# Week6 Assignments (part 1)

**Please do all the assignments for this week using the "mlops_eng3" Conda environment.** (You can create it by following `week6_tutorial.ipynb` in the tutorial directory.)

You'll gain some hands-on experience with monitoring your model using Prometheus and Evidently in this week's assignments. This week's assignments consist of three parts. The first part (this notebook) is about configuring Prometheus alert rules for your inference service. In the [second part](./week6_assignments_part2.ipynb), you'll use Evidently to monitor your model's performance, including different phases needed in monitoring model performance, such as collecting the ground truth and using Evidently to calculate the model performance metrics. In the [final part](./week6_assignments_part3.ipynb), you'll build a KKP pipeline to unify the phases required to monitor model performance. 
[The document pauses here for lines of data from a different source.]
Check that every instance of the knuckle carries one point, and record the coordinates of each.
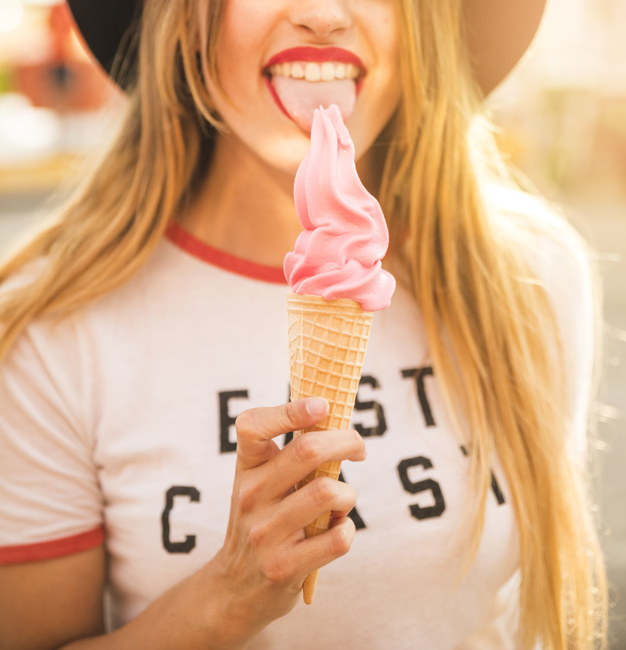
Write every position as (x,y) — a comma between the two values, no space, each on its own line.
(358,439)
(307,449)
(245,422)
(289,416)
(247,497)
(349,495)
(258,535)
(322,491)
(278,569)
(340,540)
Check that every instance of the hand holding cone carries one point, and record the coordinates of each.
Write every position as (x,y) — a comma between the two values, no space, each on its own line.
(327,342)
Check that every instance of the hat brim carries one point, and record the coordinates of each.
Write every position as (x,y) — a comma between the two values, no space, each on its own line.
(499,32)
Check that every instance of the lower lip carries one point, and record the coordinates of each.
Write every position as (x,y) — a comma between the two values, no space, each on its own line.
(276,98)
(274,94)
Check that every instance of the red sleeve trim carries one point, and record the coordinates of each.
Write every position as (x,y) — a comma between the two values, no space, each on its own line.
(52,549)
(198,249)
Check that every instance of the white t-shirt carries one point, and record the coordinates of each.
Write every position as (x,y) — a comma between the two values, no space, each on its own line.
(116,425)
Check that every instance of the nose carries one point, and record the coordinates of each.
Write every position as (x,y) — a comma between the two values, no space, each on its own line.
(320,17)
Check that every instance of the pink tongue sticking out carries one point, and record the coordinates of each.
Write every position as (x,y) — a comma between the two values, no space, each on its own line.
(300,98)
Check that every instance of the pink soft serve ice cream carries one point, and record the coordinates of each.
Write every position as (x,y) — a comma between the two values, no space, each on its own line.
(345,237)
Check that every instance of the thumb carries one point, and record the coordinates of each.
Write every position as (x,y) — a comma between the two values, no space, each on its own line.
(256,427)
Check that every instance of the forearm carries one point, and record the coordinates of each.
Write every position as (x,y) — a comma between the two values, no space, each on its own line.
(199,613)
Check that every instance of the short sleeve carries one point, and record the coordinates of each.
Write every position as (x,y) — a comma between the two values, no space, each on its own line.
(50,503)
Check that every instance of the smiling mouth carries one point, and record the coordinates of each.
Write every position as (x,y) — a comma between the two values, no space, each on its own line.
(312,71)
(304,78)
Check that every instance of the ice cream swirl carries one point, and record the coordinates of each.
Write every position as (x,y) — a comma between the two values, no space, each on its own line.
(345,237)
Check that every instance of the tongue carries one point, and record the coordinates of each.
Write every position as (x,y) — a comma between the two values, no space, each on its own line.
(300,98)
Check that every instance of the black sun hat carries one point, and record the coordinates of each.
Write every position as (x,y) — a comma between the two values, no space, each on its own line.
(499,33)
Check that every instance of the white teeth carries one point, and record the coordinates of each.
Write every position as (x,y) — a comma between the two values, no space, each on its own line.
(311,71)
(327,71)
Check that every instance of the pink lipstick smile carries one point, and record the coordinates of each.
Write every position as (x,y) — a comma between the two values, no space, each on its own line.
(300,79)
(316,55)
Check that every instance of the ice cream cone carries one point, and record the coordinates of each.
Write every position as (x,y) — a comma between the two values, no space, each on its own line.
(327,342)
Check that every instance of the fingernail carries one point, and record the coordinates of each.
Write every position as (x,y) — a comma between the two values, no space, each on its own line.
(317,407)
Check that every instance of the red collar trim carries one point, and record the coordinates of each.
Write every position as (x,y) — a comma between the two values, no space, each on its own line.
(198,249)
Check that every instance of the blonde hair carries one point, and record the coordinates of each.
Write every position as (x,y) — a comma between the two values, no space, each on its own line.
(496,360)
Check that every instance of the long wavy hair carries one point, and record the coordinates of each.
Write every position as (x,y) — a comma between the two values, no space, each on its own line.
(496,361)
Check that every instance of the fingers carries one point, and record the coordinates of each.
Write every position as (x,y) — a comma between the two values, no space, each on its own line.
(302,507)
(316,552)
(256,427)
(306,555)
(308,451)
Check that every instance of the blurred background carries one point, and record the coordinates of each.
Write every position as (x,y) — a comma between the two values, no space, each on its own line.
(561,118)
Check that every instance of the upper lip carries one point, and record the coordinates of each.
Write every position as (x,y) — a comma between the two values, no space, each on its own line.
(316,55)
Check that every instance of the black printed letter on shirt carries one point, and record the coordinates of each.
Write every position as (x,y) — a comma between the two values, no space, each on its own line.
(381,424)
(227,421)
(426,485)
(190,540)
(419,374)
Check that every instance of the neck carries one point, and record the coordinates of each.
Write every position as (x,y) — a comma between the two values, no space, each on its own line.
(245,207)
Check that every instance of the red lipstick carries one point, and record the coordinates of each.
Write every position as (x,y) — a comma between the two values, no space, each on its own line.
(316,55)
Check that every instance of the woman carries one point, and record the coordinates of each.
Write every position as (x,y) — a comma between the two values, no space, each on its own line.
(139,325)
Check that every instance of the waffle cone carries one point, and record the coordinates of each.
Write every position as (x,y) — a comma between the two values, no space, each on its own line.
(327,342)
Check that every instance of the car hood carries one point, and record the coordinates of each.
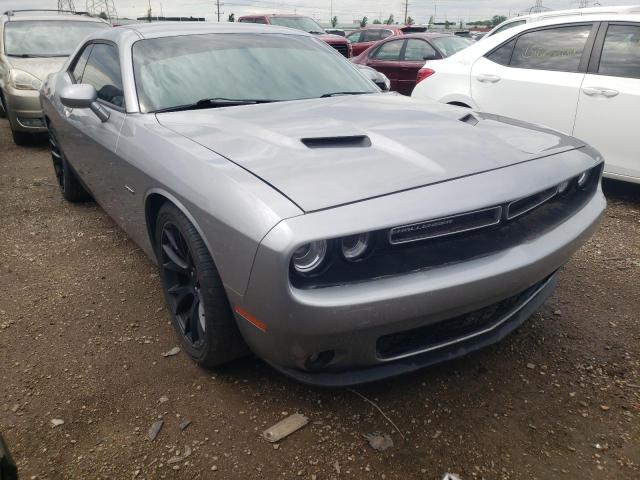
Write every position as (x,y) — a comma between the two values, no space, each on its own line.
(322,153)
(38,67)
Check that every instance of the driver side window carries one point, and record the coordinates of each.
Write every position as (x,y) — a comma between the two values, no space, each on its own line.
(103,72)
(389,50)
(81,62)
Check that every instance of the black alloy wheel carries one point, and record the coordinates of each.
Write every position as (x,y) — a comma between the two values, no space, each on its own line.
(197,301)
(183,285)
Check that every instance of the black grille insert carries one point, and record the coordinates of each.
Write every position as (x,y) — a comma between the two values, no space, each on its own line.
(441,227)
(441,334)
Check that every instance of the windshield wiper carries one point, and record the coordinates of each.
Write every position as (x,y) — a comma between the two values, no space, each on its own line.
(213,103)
(337,94)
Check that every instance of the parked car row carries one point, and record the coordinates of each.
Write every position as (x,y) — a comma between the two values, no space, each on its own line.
(576,74)
(31,47)
(401,57)
(340,233)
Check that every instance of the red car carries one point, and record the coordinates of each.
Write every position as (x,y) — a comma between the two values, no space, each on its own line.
(400,58)
(365,37)
(306,24)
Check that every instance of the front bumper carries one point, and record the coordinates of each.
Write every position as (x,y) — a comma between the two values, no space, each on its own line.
(350,320)
(24,111)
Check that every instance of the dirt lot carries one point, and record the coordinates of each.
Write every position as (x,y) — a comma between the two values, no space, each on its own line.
(83,328)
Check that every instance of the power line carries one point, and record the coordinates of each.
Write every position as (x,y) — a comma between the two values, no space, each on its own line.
(99,7)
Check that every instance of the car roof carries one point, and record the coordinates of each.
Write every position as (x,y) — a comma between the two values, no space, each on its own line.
(172,29)
(582,12)
(488,43)
(427,35)
(270,15)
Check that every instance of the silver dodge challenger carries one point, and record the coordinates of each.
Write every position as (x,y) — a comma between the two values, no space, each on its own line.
(342,234)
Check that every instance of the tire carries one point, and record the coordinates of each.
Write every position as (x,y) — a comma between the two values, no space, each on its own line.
(3,107)
(70,187)
(197,302)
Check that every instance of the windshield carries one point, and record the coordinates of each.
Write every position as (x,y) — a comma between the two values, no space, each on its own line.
(46,38)
(179,71)
(450,45)
(305,24)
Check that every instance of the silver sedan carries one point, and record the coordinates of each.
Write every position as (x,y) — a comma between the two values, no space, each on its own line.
(342,234)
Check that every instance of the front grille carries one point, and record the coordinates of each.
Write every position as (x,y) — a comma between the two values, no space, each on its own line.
(452,330)
(389,257)
(342,48)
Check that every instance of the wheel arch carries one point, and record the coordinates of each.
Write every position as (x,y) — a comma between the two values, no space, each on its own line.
(459,104)
(460,100)
(154,200)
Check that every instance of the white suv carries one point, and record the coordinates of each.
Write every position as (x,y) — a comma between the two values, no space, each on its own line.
(579,75)
(537,17)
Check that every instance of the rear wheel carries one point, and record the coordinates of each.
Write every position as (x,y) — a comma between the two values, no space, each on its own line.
(196,298)
(70,187)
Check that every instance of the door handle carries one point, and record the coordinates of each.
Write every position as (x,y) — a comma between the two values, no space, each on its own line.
(487,78)
(599,91)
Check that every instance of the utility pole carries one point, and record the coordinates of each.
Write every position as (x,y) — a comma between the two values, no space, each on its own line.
(218,5)
(66,5)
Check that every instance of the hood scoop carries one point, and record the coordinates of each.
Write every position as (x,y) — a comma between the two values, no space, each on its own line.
(352,141)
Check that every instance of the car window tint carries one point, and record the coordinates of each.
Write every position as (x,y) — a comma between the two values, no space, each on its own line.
(81,62)
(509,25)
(551,49)
(103,72)
(621,51)
(417,50)
(389,51)
(502,55)
(354,37)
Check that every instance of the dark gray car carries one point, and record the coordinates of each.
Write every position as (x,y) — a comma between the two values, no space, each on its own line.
(342,234)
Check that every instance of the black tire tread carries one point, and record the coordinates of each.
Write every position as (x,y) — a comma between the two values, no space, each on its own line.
(224,343)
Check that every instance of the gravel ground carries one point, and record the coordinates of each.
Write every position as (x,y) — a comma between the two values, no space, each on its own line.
(83,328)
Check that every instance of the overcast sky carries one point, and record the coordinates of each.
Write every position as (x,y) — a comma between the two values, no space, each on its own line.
(346,10)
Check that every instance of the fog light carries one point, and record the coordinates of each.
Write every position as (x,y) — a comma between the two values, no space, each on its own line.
(582,179)
(355,246)
(31,122)
(319,360)
(309,257)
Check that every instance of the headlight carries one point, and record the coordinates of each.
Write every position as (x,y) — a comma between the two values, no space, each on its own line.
(563,187)
(583,179)
(24,81)
(309,257)
(355,246)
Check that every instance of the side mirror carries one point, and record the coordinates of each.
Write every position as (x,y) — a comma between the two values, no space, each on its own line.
(83,96)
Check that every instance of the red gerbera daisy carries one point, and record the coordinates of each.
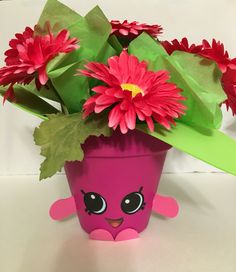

**Guidelines for submitting assignments**:
- In the first part, you'll need to write some configurations in a YAML file (`manifests/prometheus-config-patch.yaml`), so please include the YAML file in your submission.  
- For every remaining assignment, a code skeleton is provided. Please put your solutions between the `### START CODE HERE` and `### END CODE HERE` code comments. Please **do not change any code other than those between the `### START CODE HERE` and `### END CODE HERE` comments**.
- Some assignments also require you to capture screenshots. Please put your screenshots in a PDF. 
- As for submission, please include the following files:
    - `prometheus-config-patch.yaml` (You should find it in the "manifests" directory)
    - `week6_assignments_part2.ipynb` and `week6_assignments_part3.ipynb` (You don't need to return `week6_assignments_part1.ipynb`)
    - `pipeline.yaml` (this file will be generated when you complete the third part of the assignments)
    - The PDF containing your screenshots

***Important!*** When submitting the files, please **do not** change the file names or put any of them in any sub-folder.


In [1]:
import lightgbm
import warnings
import pandas as pd
from pathlib import Path

from utils.config import FEATURE_STORE_DIR_NAME
from utils.utils import get_model_info, train, send_requests

warnings.filterwarnings("ignore")

assert lightgbm.__version__ == "3.3.5", "Incorrect version of lightgbm"

## Preparation before starting the assignments
Let's begin by training a model and deploying it to KServe. This model is trained using the house price data that we used in Week2 assignments. The task of the model is to predict the price of a house given the house's information such as building year and living area.

The raw training data can be found from "raw_data/reference/train" directory. The training data has been feature-engineered using the `etl` function from the second week and are split into a feature file (0_0_X.parquet) and a target file (0_0_y.csv) in the "feature_store_quarterly" directory. (The name of the feature store directory comes from the fact that we'll save features and targets in a quarterly basis in it.)

In [2]:
WORKING_DIR = Path.cwd()
# Prepare training data
train_x = pd.read_parquet(WORKING_DIR / FEATURE_STORE_DIR_NAME / "0_0_X.parquet")
train_y = pd.read_csv(WORKING_DIR / FEATURE_STORE_DIR_NAME / "0_0_y.csv")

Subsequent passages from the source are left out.